Look & Listen to Marine Wildlife in Moreton Bay with Data Science


Moreton Bay along Moreton Island

A project that combines maths, stats, and data science with some very cool technology picks up the support of the Moreton Bay Foundation.

Called "Living and Playing Together”, its main aim is to understand better the impacts of seasonal human recreational activities on the marine wildlife in Moreton Bay.

The team leader is ACEMS Associate Investigator Dr Julie Vercelloni from QUT.


Courtesy: Dr Chris Roelfsema

“Moreton Bay is one the most popular regions in Queensland and recreational activities include fishing, scuba diving, snorkelling, dolphin-feeding and boating as well as intense seasonal whale-watching during the winter months,” said Dr Vercelloni.

“We want to improve awareness on how everyone can better share the space with the extraordinary biodiversity of the Bay.”

The project will use the latest technology to capture marine wildlife and human activities above and below the water to create an interactive digital platform called “Living Together.”

“We’ll use underwater 360-degree cameras, underwater drones, underwater acoustic sensors and daily satellite imagery to capture the data we need,” says Dr Vercelloni.

“We’ll then combine that data to create virtual environments that are engaging for people.”


Dr Julie Vercelloni

To help researchers during the COVID-19 pandemic, the foundation put a call for projects. Out of 19 submissions, the Moreton Bay Foundation chose the “Living and Playing Together” project as one of only two projects it will help fund with about $35,000.

“This project has a huge potential to connect people with ‘what lies beneath’ Moreton Bay. Its use of contemporary technology will allow people to see and hear the underwater world of Moreton Bay via a web portal, increasing community awareness and commitment to preserving its unique biodiversity and cultural values for the future,” says the Moreton Bay Foundation CEO Suzie Christensen.

Moreton Bay is home to an incredible array of iconic marine species like dugongs, turtles, dolphins, whales, fish, sharks and rays.


Courtesy: Dr Chris Roelfsema

Dr Vercelloni says the support of the Moreton Bay Foundation will allow her team to start recording the wildlife and human activities during the upcoming spring and summer seasons. That will lead to the development of a pilot version of the Living Together platform.

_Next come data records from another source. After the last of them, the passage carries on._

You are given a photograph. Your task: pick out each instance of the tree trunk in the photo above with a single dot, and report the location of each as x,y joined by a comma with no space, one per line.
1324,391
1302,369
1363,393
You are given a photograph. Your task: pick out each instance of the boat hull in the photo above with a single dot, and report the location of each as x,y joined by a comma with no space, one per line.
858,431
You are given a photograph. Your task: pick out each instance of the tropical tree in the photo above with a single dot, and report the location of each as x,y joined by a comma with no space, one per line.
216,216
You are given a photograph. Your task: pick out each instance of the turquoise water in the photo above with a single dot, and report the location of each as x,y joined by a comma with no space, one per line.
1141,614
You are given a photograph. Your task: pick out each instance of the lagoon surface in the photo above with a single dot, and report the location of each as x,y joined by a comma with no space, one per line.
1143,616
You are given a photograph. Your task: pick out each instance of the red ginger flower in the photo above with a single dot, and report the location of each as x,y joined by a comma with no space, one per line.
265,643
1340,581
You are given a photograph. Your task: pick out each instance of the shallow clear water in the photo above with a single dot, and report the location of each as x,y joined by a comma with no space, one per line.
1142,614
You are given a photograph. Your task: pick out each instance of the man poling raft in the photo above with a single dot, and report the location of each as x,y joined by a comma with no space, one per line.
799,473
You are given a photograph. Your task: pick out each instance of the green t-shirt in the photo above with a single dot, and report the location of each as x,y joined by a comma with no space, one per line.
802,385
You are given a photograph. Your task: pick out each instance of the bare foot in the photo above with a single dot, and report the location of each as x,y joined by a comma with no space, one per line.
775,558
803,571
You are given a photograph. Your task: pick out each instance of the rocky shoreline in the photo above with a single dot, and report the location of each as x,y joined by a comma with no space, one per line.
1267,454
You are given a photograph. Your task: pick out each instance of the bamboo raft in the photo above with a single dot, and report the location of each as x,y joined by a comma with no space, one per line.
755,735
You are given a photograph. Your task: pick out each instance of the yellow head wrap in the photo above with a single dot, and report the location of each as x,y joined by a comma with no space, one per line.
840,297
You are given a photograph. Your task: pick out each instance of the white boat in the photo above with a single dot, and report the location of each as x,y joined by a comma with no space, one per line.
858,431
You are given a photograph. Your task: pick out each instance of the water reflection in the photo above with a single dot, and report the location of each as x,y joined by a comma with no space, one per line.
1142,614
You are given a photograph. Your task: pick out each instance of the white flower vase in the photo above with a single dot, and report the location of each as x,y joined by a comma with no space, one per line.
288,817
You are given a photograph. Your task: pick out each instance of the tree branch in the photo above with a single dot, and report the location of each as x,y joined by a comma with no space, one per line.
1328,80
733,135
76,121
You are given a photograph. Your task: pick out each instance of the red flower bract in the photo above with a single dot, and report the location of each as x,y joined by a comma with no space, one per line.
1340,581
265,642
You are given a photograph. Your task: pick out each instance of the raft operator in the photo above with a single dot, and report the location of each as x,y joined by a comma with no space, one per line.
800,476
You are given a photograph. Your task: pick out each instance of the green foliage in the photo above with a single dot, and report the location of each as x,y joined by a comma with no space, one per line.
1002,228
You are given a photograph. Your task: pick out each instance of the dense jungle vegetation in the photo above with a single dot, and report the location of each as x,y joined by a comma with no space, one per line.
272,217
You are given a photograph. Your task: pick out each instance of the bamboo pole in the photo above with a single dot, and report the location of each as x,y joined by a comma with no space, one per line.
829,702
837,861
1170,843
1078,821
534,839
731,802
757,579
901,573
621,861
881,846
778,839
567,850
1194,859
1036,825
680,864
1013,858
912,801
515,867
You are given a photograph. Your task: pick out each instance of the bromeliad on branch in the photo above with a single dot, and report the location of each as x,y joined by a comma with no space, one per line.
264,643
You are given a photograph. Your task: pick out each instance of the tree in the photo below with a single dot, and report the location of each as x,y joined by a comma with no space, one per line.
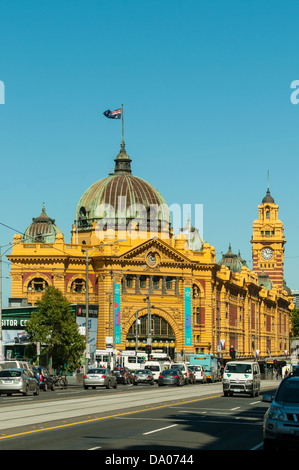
54,325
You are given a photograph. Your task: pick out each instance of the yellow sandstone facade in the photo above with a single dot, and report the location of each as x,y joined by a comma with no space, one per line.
185,301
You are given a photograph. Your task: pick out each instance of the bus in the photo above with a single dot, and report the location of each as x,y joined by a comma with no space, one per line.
111,359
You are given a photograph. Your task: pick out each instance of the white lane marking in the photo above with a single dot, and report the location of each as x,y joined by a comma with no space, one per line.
160,429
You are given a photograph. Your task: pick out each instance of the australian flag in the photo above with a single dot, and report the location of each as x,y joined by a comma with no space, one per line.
116,114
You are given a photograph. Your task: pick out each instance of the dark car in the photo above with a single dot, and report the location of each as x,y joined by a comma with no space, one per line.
123,375
281,425
44,379
171,377
143,376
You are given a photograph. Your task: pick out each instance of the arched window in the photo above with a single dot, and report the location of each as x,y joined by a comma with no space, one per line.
78,286
38,284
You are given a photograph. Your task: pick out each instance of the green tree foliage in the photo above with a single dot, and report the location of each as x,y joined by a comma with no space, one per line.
295,322
54,325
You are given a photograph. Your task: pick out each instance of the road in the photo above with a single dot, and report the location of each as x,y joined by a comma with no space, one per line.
189,418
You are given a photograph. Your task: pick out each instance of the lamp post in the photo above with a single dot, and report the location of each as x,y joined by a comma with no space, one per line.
87,294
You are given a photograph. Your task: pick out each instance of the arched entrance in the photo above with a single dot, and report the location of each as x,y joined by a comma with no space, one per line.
163,336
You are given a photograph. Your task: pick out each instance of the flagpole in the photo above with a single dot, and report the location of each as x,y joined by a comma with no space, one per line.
122,124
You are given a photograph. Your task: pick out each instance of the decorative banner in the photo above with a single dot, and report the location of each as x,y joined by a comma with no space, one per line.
188,329
117,322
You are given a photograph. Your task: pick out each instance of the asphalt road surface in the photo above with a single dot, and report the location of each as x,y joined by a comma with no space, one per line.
186,419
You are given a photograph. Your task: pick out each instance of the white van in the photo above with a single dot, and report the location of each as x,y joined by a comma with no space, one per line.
241,377
155,367
14,364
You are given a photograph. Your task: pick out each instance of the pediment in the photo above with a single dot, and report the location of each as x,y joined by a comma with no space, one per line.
154,253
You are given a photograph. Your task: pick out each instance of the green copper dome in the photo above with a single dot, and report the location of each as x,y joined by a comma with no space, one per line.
42,229
123,197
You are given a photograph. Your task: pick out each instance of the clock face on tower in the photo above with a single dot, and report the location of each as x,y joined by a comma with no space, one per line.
267,253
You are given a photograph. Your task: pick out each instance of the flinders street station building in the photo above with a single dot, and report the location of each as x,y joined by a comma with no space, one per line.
142,284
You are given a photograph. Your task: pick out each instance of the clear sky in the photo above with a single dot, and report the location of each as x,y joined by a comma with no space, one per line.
206,88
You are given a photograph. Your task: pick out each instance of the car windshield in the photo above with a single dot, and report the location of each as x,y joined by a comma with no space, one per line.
96,371
10,373
288,392
238,368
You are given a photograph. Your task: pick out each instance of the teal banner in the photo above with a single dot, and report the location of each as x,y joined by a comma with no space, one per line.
117,319
188,328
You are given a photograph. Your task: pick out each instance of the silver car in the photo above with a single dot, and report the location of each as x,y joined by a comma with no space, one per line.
99,378
281,421
18,381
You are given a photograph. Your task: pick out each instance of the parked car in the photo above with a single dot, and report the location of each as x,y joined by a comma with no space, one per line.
280,426
155,367
182,366
143,376
123,375
44,379
200,373
99,378
171,377
192,378
18,381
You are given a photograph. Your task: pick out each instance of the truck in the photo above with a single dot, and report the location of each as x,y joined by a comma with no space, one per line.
209,362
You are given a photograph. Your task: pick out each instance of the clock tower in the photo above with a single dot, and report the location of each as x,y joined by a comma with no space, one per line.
268,242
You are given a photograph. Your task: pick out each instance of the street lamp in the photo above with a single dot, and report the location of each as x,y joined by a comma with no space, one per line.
87,295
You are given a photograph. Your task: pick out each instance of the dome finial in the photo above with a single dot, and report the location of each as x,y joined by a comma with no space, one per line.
122,161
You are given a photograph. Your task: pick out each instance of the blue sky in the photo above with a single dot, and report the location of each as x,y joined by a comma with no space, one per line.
206,89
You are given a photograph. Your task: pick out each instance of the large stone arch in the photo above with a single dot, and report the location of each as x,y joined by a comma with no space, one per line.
161,312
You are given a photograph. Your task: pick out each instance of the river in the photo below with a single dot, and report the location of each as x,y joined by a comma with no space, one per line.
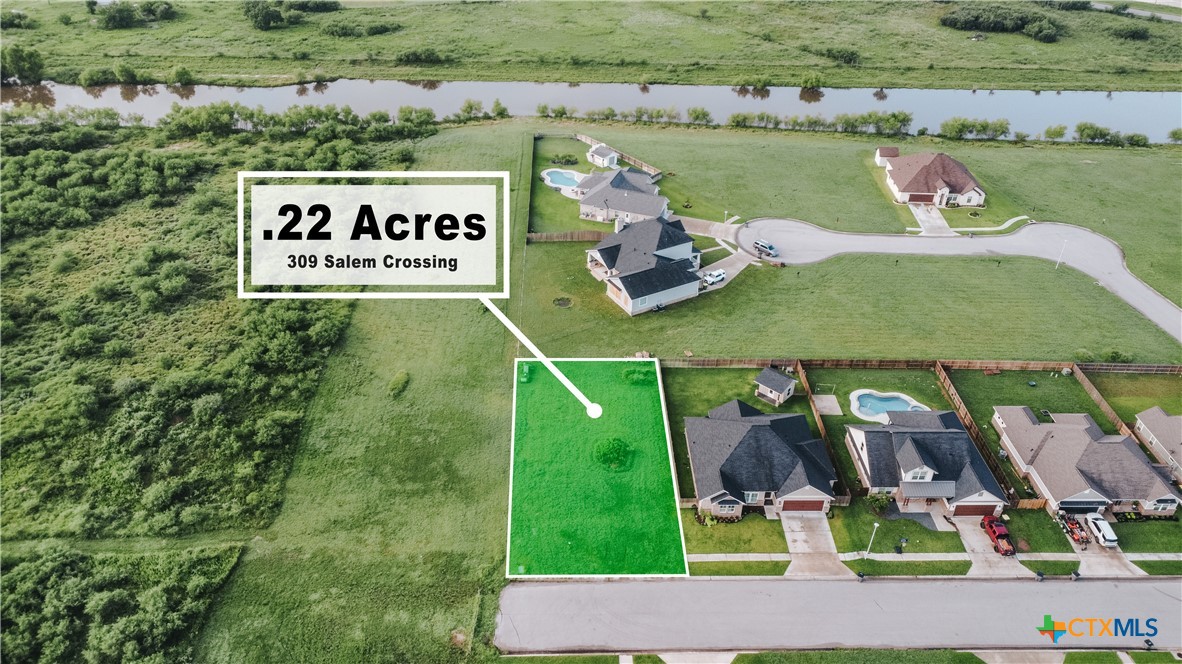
1153,114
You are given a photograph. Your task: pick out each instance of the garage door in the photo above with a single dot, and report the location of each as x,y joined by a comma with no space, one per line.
803,506
973,509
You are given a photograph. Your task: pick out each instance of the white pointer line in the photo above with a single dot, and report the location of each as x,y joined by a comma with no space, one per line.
593,409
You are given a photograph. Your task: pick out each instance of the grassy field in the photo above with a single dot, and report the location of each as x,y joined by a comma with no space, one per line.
739,568
858,306
716,43
753,534
910,568
592,496
1056,394
693,392
1036,531
1130,394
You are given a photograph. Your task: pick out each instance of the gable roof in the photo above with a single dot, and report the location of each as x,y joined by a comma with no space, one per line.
930,438
927,173
738,448
775,381
1072,455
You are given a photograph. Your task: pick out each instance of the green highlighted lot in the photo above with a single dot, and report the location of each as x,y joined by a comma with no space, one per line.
592,496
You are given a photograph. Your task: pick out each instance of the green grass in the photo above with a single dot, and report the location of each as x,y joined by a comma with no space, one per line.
1130,394
739,568
753,534
859,657
852,525
569,43
1052,567
1036,531
1149,536
693,392
575,512
910,568
1056,394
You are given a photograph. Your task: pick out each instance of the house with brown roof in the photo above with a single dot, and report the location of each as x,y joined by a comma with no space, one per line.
932,178
1078,468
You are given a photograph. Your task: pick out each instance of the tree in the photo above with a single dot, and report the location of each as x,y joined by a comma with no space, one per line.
20,65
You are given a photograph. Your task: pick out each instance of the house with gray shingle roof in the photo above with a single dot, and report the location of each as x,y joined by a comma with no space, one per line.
926,456
1162,434
647,264
1078,468
744,457
774,386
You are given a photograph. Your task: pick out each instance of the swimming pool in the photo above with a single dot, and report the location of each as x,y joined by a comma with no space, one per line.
872,405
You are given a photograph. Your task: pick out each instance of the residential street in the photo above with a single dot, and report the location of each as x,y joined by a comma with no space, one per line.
1091,253
688,614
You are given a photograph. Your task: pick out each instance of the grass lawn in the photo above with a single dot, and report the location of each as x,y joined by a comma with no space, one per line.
570,41
753,534
857,306
852,526
910,568
859,657
693,392
1051,567
1130,394
1162,567
1149,536
1036,531
1056,394
739,568
592,496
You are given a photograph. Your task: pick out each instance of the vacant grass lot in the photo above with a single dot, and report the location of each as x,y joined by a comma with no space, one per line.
753,534
719,43
693,392
1054,392
578,505
858,306
1130,394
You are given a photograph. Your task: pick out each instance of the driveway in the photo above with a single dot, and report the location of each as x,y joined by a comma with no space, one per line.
811,545
986,562
1091,253
728,614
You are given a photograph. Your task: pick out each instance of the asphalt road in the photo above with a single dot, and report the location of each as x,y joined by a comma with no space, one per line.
688,614
1083,249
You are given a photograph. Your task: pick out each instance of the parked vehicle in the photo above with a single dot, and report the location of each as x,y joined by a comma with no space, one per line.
999,535
713,278
765,247
1101,528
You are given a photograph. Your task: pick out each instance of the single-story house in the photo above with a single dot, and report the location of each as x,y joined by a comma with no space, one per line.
603,156
926,455
774,386
933,178
1078,468
883,154
647,264
1162,434
624,196
741,456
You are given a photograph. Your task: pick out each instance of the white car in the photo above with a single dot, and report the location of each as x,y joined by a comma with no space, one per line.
713,278
1101,528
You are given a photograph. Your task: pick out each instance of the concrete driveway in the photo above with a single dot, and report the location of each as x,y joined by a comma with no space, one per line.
986,562
1083,249
811,545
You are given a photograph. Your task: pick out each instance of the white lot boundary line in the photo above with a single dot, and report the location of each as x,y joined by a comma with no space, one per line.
673,473
506,240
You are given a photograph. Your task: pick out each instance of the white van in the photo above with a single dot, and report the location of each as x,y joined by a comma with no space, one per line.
1101,528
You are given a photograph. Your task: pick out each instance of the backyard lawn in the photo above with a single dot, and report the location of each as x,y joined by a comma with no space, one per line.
592,496
693,392
1130,394
754,534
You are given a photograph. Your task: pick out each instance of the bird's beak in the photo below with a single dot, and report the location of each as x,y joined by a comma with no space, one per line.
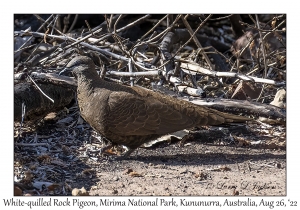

“The Moreton Bay is a fascinating biological meeting place for marine wildlife with an exceptional Indigenous cultural heritage, and it is next door. I am very excited to have the opportunity to use data science to help preserve it and improve public awareness on how to share the space,” says Dr Vercelloni.

Other team members include ACEMS Deputy Director and QUT Distinguished Professor Kerrie Mengersen, Dr Angela Dean (QUT), Dr Emma Kennedy (UQ), Dr Chris Roelfsema (UQ), Darren Burns (Quandamooka Yoolooburrabee Aboriginal Corporation), Associate Professor Kate Thompson (QUT), Gavin Winter (QUT), Professor Peter Anderson (QUT),  Dr Ross Dwyer (USC), and Jodi Salmond (Reef Check Australia).